Successful teams can make themselves dizzy in Sri Lanka, when after one or two losses they try to devise new plans on how to tackle spin. For years struggling visiting captains have put forth varying ideas. "We need to read the spinners better out of the hand," some have said. "We have a better chance if we play on the back foot," swore others. Some teams have tried to dominate the spin bowlers early, others have attempted to defend at first and tire them out - only occasionally have any of these plans come off.
Having hurtled to a 278-run victory in Galle, South Africa have come up with their own theories. Soon after the loss, Faf du Plessis spoke about how his team had been too aggressive in the second innings, in which they were all out for 73. Two days later, batting coach Dale Benkenstein said that more practice in between the Tests wasn't necessarily going to help South Africa, but that a mental shift would most help the batsmen combat spin in Colombo.
Now, on the eve of the second Test, which South Africa must win to draw the series, there is a new batting catchphrase: "trust your defence". Essentially, the idea will encourage the South Africa batsmen to refrain from attacking too early and await the hittable balls.
"The thing that let us down in the first Test was that we didn't trust our defence well enough," captain Faf du Plessis said ahead of the Colombo Test. "The important part of playing spin in Test cricket is trusting your defence. We need to try and put pressure back on the spinners as well, with what you are doing. The guys worked really hard on their game plan and trying to be positive against spin - which is an element of playing spinners well. You have to also trust your defence - so that's two parts."
Since the end of the first Test, South Africa have also spoken repeatedly about emulating Dimuth Karunaratne's gameplan, after Karunaratne outscored their entire team by 19 runs in Galle. But where Karunaratne attributed his own success to being positive and busy against the spinners, South Africa have chosen to focus on his defensive work.
"Trusting their defence was the difference between how Sri Lanka played spin and how we played spin," du Plessis said. "Especially Dimuth Karunaratne, who didn't take too many risks. He just played with good defence. As a captain, I wanted him to take risks but he didn't take risks. He only started hitting the ball on the air when he was something like 80."
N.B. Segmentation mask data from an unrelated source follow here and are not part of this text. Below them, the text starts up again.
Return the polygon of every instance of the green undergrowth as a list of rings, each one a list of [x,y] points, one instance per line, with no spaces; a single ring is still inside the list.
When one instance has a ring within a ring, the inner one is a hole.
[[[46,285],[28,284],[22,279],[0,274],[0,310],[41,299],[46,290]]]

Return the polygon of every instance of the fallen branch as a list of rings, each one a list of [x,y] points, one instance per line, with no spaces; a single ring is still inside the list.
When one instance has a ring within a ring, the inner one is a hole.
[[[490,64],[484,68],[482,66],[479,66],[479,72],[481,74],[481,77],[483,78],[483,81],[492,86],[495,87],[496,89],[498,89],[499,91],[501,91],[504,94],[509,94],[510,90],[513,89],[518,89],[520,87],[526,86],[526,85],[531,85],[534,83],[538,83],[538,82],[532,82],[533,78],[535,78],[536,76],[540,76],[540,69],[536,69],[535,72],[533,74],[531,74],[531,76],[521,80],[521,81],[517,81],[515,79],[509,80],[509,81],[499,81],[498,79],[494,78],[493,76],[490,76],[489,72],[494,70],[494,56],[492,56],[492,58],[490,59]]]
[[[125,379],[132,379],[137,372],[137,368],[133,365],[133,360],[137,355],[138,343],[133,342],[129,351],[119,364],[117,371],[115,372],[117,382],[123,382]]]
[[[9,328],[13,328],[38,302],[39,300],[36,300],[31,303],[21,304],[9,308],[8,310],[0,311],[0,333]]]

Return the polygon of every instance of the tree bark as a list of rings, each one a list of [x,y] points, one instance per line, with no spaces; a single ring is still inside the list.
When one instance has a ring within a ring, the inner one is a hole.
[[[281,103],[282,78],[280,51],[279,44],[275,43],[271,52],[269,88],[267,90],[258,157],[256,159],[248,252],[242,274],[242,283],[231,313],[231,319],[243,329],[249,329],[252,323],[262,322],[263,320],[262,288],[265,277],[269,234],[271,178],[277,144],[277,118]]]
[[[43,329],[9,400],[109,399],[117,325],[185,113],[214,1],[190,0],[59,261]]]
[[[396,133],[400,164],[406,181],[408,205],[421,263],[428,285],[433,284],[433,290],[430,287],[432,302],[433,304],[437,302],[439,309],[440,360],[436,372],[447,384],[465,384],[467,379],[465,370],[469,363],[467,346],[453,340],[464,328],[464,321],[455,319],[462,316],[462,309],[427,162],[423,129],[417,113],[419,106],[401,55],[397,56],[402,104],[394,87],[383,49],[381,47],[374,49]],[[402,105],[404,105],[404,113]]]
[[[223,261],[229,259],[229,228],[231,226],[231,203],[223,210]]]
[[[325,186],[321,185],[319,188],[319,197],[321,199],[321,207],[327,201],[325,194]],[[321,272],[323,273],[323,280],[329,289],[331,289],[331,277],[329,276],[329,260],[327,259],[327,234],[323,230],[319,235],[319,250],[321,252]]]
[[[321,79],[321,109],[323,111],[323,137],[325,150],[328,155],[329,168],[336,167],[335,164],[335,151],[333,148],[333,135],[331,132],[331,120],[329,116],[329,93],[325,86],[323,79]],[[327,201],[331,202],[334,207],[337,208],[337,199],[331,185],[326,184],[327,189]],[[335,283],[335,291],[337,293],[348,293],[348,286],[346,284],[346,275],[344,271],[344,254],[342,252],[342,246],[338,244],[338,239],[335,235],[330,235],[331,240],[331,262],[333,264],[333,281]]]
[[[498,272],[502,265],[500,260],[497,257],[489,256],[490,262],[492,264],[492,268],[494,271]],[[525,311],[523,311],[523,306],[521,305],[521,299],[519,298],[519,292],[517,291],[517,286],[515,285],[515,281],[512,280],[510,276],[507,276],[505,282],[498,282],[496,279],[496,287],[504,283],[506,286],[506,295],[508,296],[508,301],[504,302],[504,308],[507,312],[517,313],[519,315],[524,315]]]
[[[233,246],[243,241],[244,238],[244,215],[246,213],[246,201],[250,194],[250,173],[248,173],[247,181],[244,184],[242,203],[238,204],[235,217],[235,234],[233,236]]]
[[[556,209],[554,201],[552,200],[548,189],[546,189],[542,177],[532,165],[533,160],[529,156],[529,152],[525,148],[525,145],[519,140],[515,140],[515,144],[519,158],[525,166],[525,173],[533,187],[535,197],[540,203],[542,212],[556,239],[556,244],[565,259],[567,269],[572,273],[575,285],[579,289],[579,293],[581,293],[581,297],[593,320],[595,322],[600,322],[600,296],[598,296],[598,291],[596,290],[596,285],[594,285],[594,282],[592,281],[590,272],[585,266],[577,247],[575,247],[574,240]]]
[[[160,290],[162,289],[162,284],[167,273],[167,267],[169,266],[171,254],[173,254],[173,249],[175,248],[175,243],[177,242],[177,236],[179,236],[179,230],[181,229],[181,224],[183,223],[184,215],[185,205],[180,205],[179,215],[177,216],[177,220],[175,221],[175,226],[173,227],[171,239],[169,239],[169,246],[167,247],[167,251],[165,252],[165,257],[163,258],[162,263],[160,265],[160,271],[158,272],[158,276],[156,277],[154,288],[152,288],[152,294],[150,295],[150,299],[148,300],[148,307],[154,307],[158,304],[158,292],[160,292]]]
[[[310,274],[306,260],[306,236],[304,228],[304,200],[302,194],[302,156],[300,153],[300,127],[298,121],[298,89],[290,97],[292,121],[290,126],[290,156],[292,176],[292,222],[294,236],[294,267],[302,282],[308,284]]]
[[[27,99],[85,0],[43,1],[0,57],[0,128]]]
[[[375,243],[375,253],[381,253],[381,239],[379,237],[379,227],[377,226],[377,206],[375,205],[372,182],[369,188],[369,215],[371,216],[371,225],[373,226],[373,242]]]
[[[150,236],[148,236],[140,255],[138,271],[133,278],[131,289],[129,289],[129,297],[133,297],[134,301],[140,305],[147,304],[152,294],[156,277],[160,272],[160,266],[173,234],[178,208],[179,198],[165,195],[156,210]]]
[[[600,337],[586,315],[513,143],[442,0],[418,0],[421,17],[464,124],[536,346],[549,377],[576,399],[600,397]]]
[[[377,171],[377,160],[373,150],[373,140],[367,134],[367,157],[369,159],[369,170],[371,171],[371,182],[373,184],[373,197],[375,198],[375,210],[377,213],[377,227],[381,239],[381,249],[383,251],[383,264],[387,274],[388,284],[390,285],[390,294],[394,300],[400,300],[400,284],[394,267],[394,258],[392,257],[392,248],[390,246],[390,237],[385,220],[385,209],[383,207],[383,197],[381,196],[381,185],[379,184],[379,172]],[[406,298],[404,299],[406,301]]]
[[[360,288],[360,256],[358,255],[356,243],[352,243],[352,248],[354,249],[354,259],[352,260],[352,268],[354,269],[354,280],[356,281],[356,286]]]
South Africa can perhaps take heart from their most-recent match at the SSC, in which they did very much trust their defence, and made scores of 282 and 159 for 8. On that occasion, though, they were defending a 1-0 lead and were clearly playing for the draw throughout - their run rate at an abysmal 1.87 for the match. This time, a draw will not be enough, and may not even be possible given the drier nature of Sri Lankan pitches over the last two years, but South Africa are still hoping their past successes against spin will light their path to a creditable result in the second Test.
"I don't think we are a team that plays spin badly," du Plessis said. "If you back and make references where we have had good series against spinners. Spin is not something that we mentally struggle with. There was a carelessness about our batting in Galle. We just need a change of mindset as to what we need to do score runs in Test cricket. You don't get to the subcontinent and try and score 100 in 70 balls or so - you score 100 off 180 balls. That is the only difference that we need to make while still being positive and making sure you make the right decision when good balls are bowled."